Other signs point to a potential collapse in stocks for 2012. Investor sentiment and margin balances are at pre-crash highs. Given the recent highs we have front loaded most of the gains coming from the hype of QE and may have exhausted marginal buyers of stocks. I suspect investors are sure to be disappointed with the trajectory of future monetary and fiscal stimulus over the next several years because we have just accrued too much debt already.
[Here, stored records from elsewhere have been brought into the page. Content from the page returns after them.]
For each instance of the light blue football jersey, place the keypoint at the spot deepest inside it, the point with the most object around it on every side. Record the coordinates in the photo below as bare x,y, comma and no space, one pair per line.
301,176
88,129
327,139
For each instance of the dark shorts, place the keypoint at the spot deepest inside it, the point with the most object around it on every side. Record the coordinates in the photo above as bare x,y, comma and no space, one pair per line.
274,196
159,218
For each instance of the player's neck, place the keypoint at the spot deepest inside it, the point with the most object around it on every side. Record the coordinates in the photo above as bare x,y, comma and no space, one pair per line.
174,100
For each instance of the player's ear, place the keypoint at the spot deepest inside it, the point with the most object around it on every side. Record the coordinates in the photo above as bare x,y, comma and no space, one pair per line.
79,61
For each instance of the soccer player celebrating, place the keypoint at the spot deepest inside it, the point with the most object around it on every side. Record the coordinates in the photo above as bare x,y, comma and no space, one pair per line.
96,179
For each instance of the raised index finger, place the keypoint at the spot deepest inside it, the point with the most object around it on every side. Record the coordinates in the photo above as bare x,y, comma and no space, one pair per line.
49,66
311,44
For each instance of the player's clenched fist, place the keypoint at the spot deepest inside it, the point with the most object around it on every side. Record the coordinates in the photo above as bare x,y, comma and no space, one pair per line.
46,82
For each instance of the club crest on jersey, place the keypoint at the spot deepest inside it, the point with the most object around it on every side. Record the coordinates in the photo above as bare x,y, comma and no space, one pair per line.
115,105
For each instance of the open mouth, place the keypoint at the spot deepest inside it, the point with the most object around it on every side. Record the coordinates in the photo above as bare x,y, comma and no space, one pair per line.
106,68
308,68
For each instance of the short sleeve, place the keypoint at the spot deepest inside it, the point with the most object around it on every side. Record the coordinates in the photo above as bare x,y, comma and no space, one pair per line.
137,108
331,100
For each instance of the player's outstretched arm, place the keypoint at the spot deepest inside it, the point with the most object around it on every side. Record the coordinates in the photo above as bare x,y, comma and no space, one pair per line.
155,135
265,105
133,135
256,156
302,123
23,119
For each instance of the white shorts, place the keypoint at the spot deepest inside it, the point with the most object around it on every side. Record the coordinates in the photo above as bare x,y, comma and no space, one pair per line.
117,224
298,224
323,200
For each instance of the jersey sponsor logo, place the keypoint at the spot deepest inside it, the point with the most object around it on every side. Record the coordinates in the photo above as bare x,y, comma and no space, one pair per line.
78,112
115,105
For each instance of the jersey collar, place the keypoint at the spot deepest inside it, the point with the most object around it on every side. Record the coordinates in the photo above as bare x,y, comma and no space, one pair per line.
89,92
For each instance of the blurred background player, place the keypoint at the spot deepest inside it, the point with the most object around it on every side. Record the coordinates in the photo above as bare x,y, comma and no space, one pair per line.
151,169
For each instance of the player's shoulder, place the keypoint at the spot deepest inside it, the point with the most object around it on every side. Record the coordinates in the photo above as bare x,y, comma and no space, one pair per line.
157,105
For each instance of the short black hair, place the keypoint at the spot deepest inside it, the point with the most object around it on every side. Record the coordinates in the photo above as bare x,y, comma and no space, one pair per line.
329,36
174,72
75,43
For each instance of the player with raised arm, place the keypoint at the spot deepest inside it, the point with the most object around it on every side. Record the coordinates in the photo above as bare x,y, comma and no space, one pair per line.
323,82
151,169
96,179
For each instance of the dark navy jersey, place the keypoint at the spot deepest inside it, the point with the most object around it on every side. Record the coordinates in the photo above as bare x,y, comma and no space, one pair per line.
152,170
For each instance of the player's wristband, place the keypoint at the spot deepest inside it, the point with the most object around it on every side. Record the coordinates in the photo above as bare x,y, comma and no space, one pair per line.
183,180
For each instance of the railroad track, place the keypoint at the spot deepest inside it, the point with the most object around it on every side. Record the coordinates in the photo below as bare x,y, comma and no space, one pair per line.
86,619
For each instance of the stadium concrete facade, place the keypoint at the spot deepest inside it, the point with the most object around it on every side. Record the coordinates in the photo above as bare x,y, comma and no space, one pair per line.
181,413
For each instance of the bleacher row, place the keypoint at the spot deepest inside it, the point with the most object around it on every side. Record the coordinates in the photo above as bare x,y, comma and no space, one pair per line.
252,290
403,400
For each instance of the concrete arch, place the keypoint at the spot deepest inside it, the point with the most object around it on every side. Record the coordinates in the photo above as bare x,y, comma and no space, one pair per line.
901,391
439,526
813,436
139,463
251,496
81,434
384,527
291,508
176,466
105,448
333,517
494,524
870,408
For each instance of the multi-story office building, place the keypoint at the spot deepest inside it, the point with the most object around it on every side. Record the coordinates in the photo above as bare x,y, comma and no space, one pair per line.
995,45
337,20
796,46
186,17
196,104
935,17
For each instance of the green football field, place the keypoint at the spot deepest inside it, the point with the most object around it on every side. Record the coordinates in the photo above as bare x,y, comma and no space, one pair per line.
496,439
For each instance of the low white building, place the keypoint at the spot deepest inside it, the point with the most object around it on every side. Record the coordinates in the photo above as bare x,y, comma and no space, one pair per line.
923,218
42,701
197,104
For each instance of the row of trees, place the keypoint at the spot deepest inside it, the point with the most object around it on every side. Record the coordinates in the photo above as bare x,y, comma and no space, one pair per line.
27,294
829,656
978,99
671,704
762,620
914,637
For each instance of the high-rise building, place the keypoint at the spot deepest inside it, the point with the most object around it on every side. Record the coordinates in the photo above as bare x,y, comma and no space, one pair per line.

It will be quite a tough feat to break though the 2007 all-time highs of 1565 on the S&P or the Dow high of 14,200 or so. There have been a few times since the fall of 2010 that the markets were set to crash (May 2010 flash crash, August 2010 and August 2011) but each time disaster was avoided through unprecedented and incredibly spectacular and dangerous intervention by global central banks, namely the Fed and the ECB. Each time the same thing occurred- the policy measures were decisive and quelled market fears for a brief period but these measures never solved the structural maladies inherently at the root of the problem. They only offered a solution (debt) to solve the same problem (debt). Any fool knows that won’t work yet the markets are placated for the time being.

But the canons of K-Wave theory hold that soon enough a tipping point will be reached that will mark the end of an era of easy money that has fueled our economy and asset bubbles for so long. Never mind the drumbeat of headlines touting new multi-year highs in the market. The primary long wave count still sports an ending diagonal pattern that suggests that once this tipping point is reached the markets will fall much further and much faster than most think.